Tuesday, November 20, 2007

The Glorious Dance

I bought a digital keyboard around 10 years ago. For those in the know, it's a Kurzweil PC-88mx. I still don't know what 90% of the keyboard buttons do. There's nothing like a little technology to reveal my ignorance and bring me down to size.

I recently found the buttons that play a demonstration of the keyboard's capabilities by playing music in different voices and modes. My daughter, Charlotte, who is 7 years old and learning the piano, asked how I made the piano play that song.

In hindsight, I should have feigned technological ignorance again. Now, at this moment, I am listening to a song that I'm pretty sure was a part of Disney's Main Street Electrical Parade for about the 45th time since I got home 20 minutes ago.

As much as I am growing to hate that Kurzweil (time will hopefully fade out the distaste), I am blessed to be able to watch the energetic joy of these little girls whom I call my own. They dance and dance and dance, completely oblivious to the fact that they received their father's "white man" gene, which renders one's legs completely insensitive to rhythm. It's a genetic disease. I've never even seen my father try to dance...and I'm not sure that I want to. But, in spite of the epileptic motions that my daughters consider as graceful as the most beautiful ballerina, I am enthralled at their joy.

I wish I had that joy. To be able to be completely unaware of myself and how I appear, just to dance in the glory of the music. I guess that I am more a product of my culture than I know. Lowered expectations and my failure of even those has hardened me to a sense of hope. What I know in my head, a lot like understanding music theory and notation, cannot replace the simple joy of the dance. It's not as if joy has completely moved out, but cynicism has moved its furniture into the living room.

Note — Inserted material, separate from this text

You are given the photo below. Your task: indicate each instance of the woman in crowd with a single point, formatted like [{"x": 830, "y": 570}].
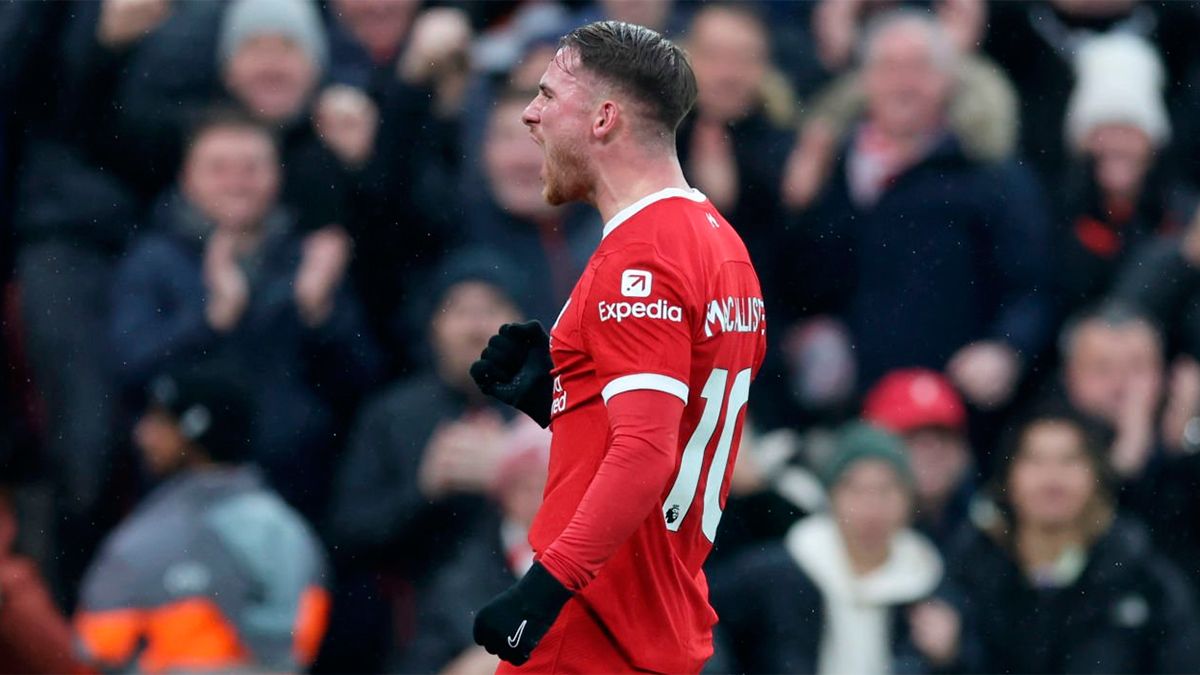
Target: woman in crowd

It's time for another eviction. A gaze again at the great Musician. To hear the genius of grace and the glory of the gospel symphony, where God's mercy counterpoints God's holiness at the cross. I need to dance again, to feel the gospel move my soul to joyful, if not graceful, movement.

Holy Spirit, work your magic upon the lyre of my heart and set my soul to dancing, completely oblivious to how I appear, lost in the wonder of the music of your gracious love.